All that resting on their laurels is coming back on them. Here’s a crazy idea: Compete based on how good your product is and not on how much you are paying people to use it!
Idiots
Intel throwing money around to thwart a
rival is nothing new.
In the AMD vs. Intel battle, it was revealed
how much Intel was paying Dell (hundreds of
millions of dollars) to prevent Dell from using
AMD. The joke then was that if Dell was in
danger of missing its quarterly numbers, the
Dell finance person would call the Intel finance
person, and voila, a whole bunch of money
would magically appear in Dell’s bank account.
They basically are… But they’re competing in a market where the competition has the advantage of already dominating the market and having guaranteed minimum orders that ensures low unit costs… The reverse of how it’s been for Intel in the PC market…
Until Intel gets similar market share as the even the less popular ARM manufacturers to ensure unit costs get similarly low for them then the only way for them to compete on just the value of their product is to counter the ARM cost advantage and offer their product at a competitive price to OEMs…
This is nothing new for breaking into a new market for any company, like how MS spent billions subsidizing the costs of the XBox until it finally became profitable for them…
So don’t confuse what’s going on now with what happened before in the PC market… Intel isn’t in a position to abuse its position in the mobile market…
Besides, even companies like Samsung use subsidies despite their success in the mobile market…
“The reverse of how it’s been for Intel in the PC market…” and the GPU market. There, fixed that for ya.
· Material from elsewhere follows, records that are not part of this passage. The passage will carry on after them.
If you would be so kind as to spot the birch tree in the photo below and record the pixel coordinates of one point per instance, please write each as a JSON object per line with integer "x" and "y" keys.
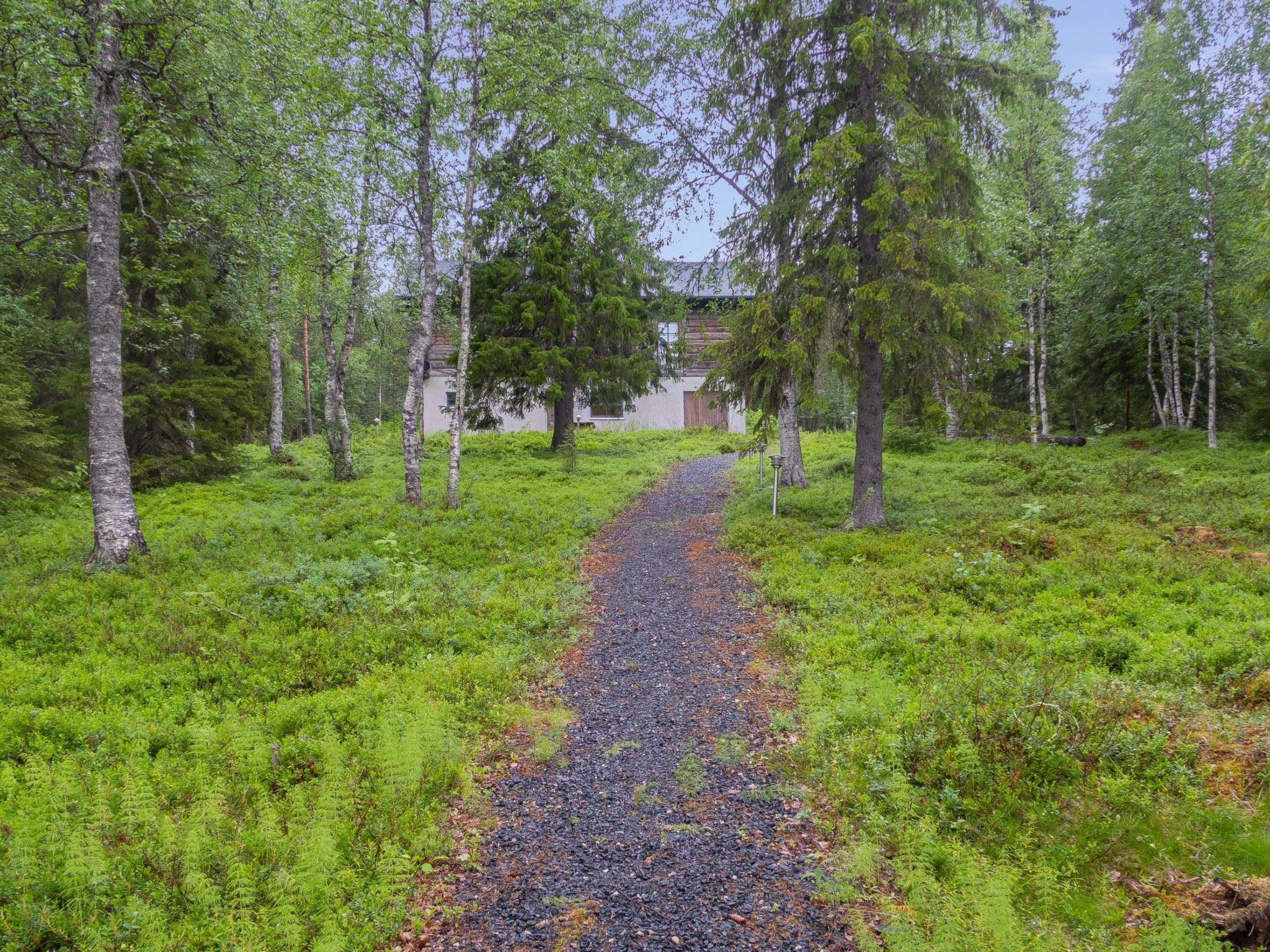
{"x": 465, "y": 280}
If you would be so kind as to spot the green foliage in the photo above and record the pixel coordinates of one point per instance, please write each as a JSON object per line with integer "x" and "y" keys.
{"x": 1041, "y": 676}
{"x": 25, "y": 457}
{"x": 563, "y": 311}
{"x": 249, "y": 739}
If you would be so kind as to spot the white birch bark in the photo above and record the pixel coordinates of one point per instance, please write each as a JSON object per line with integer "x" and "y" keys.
{"x": 1043, "y": 366}
{"x": 271, "y": 312}
{"x": 465, "y": 294}
{"x": 116, "y": 528}
{"x": 420, "y": 335}
{"x": 1032, "y": 363}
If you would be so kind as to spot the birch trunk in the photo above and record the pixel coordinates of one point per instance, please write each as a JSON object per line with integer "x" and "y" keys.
{"x": 1166, "y": 371}
{"x": 1043, "y": 366}
{"x": 339, "y": 433}
{"x": 116, "y": 528}
{"x": 562, "y": 418}
{"x": 791, "y": 442}
{"x": 420, "y": 335}
{"x": 866, "y": 493}
{"x": 304, "y": 359}
{"x": 271, "y": 311}
{"x": 951, "y": 415}
{"x": 191, "y": 416}
{"x": 1193, "y": 408}
{"x": 1210, "y": 253}
{"x": 1179, "y": 402}
{"x": 465, "y": 294}
{"x": 337, "y": 439}
{"x": 1151, "y": 372}
{"x": 1032, "y": 364}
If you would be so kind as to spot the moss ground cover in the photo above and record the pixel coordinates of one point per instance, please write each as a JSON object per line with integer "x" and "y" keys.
{"x": 244, "y": 741}
{"x": 1037, "y": 703}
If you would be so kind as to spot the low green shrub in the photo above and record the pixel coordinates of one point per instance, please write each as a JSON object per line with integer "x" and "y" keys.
{"x": 1037, "y": 678}
{"x": 248, "y": 739}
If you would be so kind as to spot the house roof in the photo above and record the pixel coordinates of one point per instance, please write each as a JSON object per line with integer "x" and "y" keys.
{"x": 709, "y": 281}
{"x": 703, "y": 280}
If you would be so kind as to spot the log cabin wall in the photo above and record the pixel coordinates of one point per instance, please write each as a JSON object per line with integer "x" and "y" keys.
{"x": 703, "y": 330}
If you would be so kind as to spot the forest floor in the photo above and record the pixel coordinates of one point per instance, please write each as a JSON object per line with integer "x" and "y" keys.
{"x": 251, "y": 738}
{"x": 1036, "y": 707}
{"x": 653, "y": 826}
{"x": 1030, "y": 715}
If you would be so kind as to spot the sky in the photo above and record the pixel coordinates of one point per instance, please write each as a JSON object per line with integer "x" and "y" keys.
{"x": 1088, "y": 50}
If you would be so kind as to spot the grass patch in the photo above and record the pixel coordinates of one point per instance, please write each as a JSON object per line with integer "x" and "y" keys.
{"x": 690, "y": 774}
{"x": 248, "y": 739}
{"x": 1043, "y": 681}
{"x": 623, "y": 746}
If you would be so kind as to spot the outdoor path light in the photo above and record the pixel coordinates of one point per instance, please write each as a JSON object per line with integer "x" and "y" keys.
{"x": 778, "y": 461}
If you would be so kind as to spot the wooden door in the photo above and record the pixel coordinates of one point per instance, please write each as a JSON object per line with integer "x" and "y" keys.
{"x": 704, "y": 409}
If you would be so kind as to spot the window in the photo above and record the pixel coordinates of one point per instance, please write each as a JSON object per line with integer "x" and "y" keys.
{"x": 668, "y": 343}
{"x": 611, "y": 412}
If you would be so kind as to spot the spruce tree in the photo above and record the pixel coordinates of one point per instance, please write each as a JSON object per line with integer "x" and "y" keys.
{"x": 563, "y": 312}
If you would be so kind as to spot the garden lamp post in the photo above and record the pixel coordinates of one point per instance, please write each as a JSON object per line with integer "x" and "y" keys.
{"x": 778, "y": 462}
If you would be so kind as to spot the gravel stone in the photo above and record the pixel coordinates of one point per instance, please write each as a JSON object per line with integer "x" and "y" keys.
{"x": 637, "y": 837}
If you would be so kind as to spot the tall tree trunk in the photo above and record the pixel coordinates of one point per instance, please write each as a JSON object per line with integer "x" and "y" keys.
{"x": 1032, "y": 364}
{"x": 1168, "y": 374}
{"x": 1193, "y": 407}
{"x": 1209, "y": 294}
{"x": 116, "y": 528}
{"x": 271, "y": 311}
{"x": 420, "y": 335}
{"x": 191, "y": 416}
{"x": 1179, "y": 402}
{"x": 1043, "y": 346}
{"x": 866, "y": 491}
{"x": 304, "y": 361}
{"x": 562, "y": 418}
{"x": 784, "y": 188}
{"x": 793, "y": 474}
{"x": 465, "y": 293}
{"x": 339, "y": 433}
{"x": 866, "y": 501}
{"x": 337, "y": 438}
{"x": 951, "y": 415}
{"x": 1161, "y": 402}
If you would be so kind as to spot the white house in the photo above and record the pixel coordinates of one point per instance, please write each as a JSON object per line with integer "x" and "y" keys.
{"x": 678, "y": 402}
Intel only has integrated graphics, they don’t offer any discrete graphics like Nvidia and AMD… They also don’t do 3rd party IPs for anyone else… So they never really had much influence in the GPU market…
Intel also still has a way to go to fully catch up with even mobile graphic performance but they plan on getting competitive in another two updates within the next two years… Till then they’re counting on other aspects to be competitive…
One thing they recently achieved is finally shrinking their board size for mobile devices, along with finally allowing better BOM arrangements for OEMs to be able to get parts not only from them… So, they’re actually trying to be competitive right now…
Isn’t that what Intel is trying to do now? They got off their laurels and started competing. The Atom is no longer stagnating. The ULV Core chips are getting very efficient which will eventually overlap somewhat with the Atom chips.
Of course, they’re also trying to buy their way into the market which they’ve been doing for a very very long time now. Why change that part of their strategy when it works especially when they’re not the market’s leader?